18話 季節外れのお鍋①
ある休日のこと。
明け方に大雨が降り、昼前になってもまだ肌寒い。
二人で一枚のブランケットを羽織り、淹れたての熱いお茶をすする。
ふと目を閉じると、ぐつぐつ煮えたお鍋が浮かんだ。
春にお鍋ってどうなんだろう。
梅雨に入るかもって時期だし、体を温める食事として考えれば妥当なのかな?
やっぱりまだ早いかもしれない。
いや、でも……ダメだ、頭の中が鍋のイメージに支配されてしまっている。
「ねぇ、真菜。今日のお昼なんだけどさ、お鍋とかどう?」
「えっ?」
ビックリして湯呑みを落としそうになるも、間一髪のところで阻止できた。
「ご、ごめんっ、そんなに驚かれると思わなかった! いくら寒くても、さすがに時期外れだったかな~」
「ううん、謝らないで。というか私の方こそごめん。実はまったく同じこと考えてたから、萌恵ちゃんの口からお鍋って単語が出てビックリしちゃった」
「おぉ~、やっぱりあたしたちって気が合うね! それじゃあ今日はお鍋に決定~!」
明日に予定していた一週間分の買い物も、今日ついでに済ませてしまおう。
私たちはブランケットを畳み、いつもより少しだけ厚着して家を出た。
「二人きりでお鍋って、何気に初めてだよね~」
萌恵ちゃんが私の右腕に腕を絡ませながら言う。
複数枚の衣類に阻まれてなお感じる柔らかさを堪能しつつ、私は確かにそうだとうなずいた。

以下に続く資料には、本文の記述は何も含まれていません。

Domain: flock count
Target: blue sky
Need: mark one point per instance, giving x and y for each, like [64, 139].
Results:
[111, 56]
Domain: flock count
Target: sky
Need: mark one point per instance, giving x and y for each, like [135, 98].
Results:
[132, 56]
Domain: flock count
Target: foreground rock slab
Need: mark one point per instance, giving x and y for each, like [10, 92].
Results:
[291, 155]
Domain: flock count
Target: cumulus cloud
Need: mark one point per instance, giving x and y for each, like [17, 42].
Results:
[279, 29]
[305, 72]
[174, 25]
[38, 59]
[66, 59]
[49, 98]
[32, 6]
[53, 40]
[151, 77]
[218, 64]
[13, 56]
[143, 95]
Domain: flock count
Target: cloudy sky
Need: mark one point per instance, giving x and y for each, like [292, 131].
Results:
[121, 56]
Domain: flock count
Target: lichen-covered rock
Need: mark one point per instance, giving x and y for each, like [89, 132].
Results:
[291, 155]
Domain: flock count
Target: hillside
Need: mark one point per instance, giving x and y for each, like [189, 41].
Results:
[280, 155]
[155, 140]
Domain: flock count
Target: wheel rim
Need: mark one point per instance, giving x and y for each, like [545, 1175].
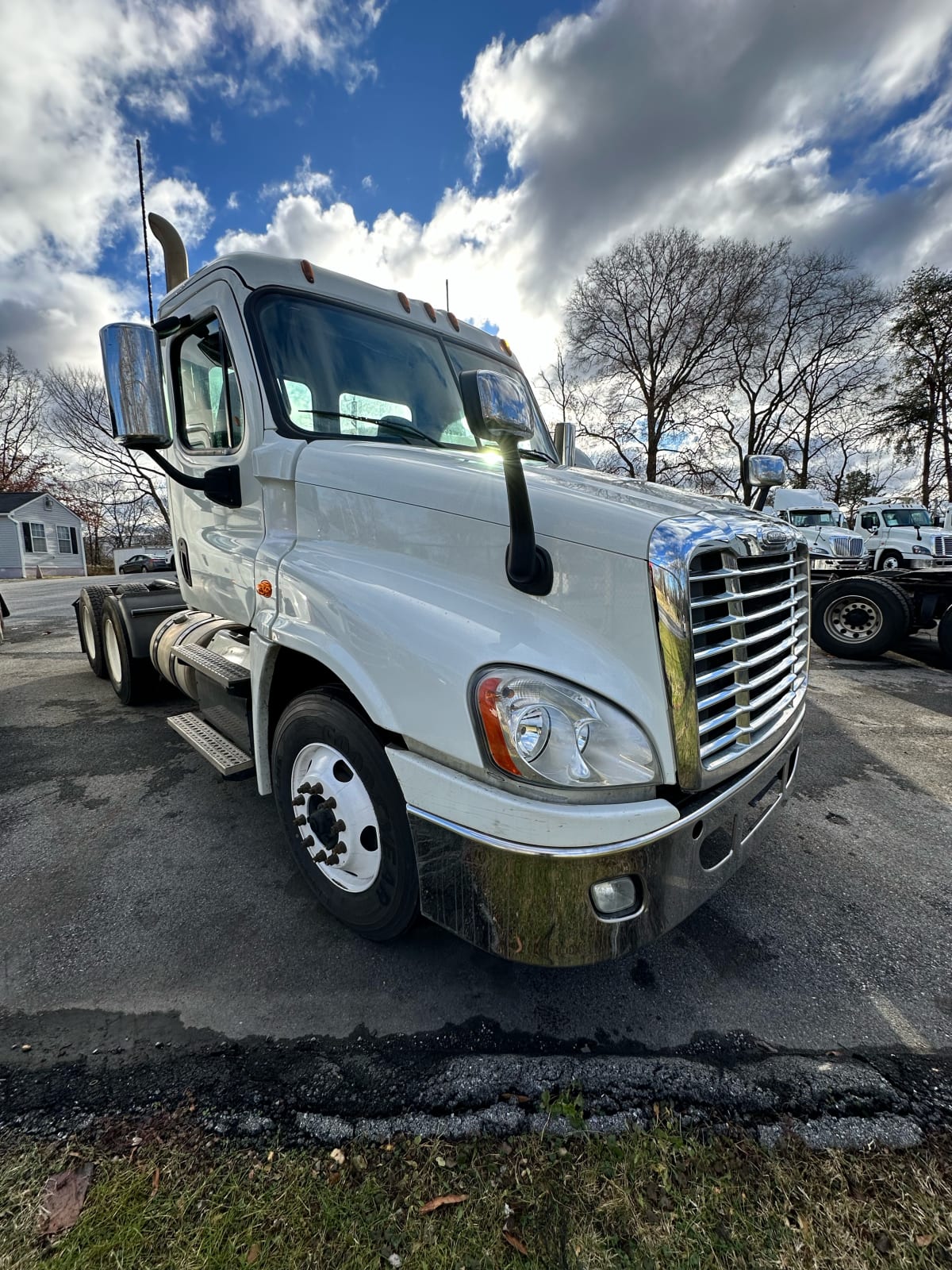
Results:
[111, 645]
[89, 635]
[854, 619]
[325, 791]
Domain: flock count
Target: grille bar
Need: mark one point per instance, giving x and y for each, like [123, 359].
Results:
[749, 641]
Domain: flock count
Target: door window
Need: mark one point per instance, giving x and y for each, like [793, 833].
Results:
[211, 414]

お互いの家で食べることはあっても、そのときは当然ながら家族も同伴している。
信号に一つも引っかからず、お鍋について話している間にショッピングモールに到着した。
カートにカゴを乗せ、まずは入り口付近の野菜売り場を物色する。
ピーマンやニンジンなど普段の食事で使う物をカゴに入れてから、お鍋の具材として使う品を選ぶ。
……まぁ、私は素材の良し悪しとかよく分からないから、萌恵ちゃんの隣で呑気に眺めているだけなんだけど。

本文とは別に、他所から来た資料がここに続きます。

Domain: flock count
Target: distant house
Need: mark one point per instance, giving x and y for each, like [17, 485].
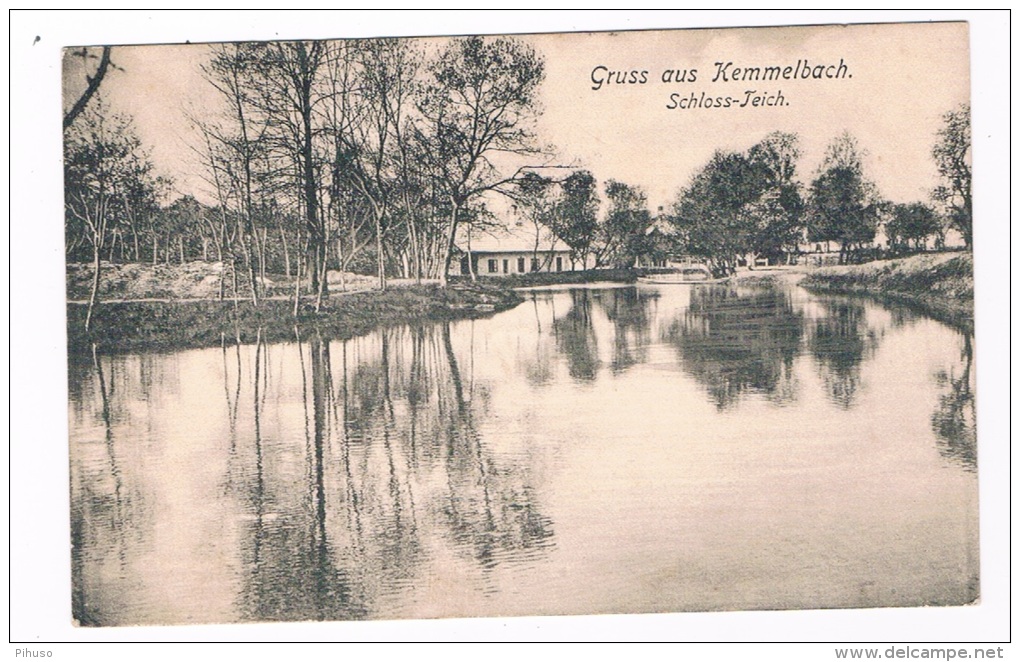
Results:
[510, 250]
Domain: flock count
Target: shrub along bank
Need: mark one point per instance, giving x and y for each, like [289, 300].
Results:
[146, 325]
[942, 284]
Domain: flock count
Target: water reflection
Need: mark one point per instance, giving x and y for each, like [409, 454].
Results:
[528, 462]
[735, 340]
[955, 420]
[840, 340]
[575, 338]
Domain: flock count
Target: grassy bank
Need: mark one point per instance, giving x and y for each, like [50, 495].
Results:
[119, 326]
[940, 284]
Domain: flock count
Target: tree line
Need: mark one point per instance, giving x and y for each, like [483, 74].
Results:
[747, 205]
[374, 155]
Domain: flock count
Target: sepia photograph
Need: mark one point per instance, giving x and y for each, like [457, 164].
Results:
[534, 323]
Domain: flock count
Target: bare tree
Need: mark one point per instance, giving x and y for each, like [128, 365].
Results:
[93, 82]
[477, 109]
[103, 160]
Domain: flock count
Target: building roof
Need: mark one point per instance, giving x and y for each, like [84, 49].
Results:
[509, 239]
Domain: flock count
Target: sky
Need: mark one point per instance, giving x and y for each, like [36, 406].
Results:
[897, 82]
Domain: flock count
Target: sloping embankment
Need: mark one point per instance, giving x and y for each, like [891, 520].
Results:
[942, 284]
[154, 325]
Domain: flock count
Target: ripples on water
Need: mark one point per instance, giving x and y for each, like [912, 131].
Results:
[615, 450]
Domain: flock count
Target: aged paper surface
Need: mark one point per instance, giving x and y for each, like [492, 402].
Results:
[596, 446]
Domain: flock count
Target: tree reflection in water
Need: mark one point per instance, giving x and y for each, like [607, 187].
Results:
[394, 465]
[575, 337]
[955, 420]
[627, 309]
[839, 342]
[738, 340]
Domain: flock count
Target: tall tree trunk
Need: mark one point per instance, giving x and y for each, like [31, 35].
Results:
[97, 247]
[287, 253]
[451, 239]
[379, 254]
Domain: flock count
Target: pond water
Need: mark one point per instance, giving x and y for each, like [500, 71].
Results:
[595, 450]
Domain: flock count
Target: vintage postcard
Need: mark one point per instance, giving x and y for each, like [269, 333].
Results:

白菜、ネギ、セリ、しいたけが追加され、鮮魚コーナーへ移動する。
話し合った結果、今日は魚介がメインということになり、エビ、あさり、ベビーホタテを手に取った。
調味料やお菓子のコーナーも一通り見て回った後、必要な物がそろっているか二人で確認してからレジへ向かう。
フードコートで一息ついてからドラッグストアに寄り、ショッピングモールを後にする。
家に着くと、きちんと手洗いうがいをして、すぐに使わない食材を冷蔵庫に仕舞う。
いくら萌恵ちゃんが炊事担当とはいえ、お鍋をするときまで全部やってもらうわけにもいかない。
周りをうろちょろしても邪魔になるので、テーブルにカセットコンロを設置し、食器を準備しておく。
台所の方から、おいしそうな匂いが漂ってくる。よく分からないけど、醤油とかかつお節とか、そういう感じの香りだ。
チラッと覗いてみれば、私の実家から持って来た土鍋が使われている。
日の目を見るとしても冬だろうと思っていたけど、半年ほど早く出番が来た。
「真菜~、ちょっと味見してくれない?」
「はーい」
萌恵ちゃんに呼ばれ、飼い主の帰宅を喜ぶペットのように駆け寄る。
小皿に注がれたスープを口に含む。あっさりとしながらも薄すぎることのない、絶妙な味加減だ。
あと、これは味と無関係だけど、私に手渡す前に萌恵ちゃんが「ふー、ふー」と息を吹きかけて冷ましてくれたことにキュンとした。
もちろん不満などあるはずもなく、グッと親指を立てる。
「よかった~。それじゃ、もうしばらく待っててね」
「うん、楽しみにしてる」
頬に軽くキスをして、私はリビングに戻る。
本音を言えば手伝いたいところだけど、我が家の台所はそんなに広くない。ここは素直に甘えさせてもらおう。
トントンとテンポよく響く包丁の音が、萌恵ちゃんの鼻歌と一緒に聞こえてくる。
萌恵ちゃんが料理する際の後姿は何度も見ているのに、一向に飽きが来ない。
ただひたすらに幸せを感じながら、私は愛する萌恵ちゃんを眺め続けるのだった。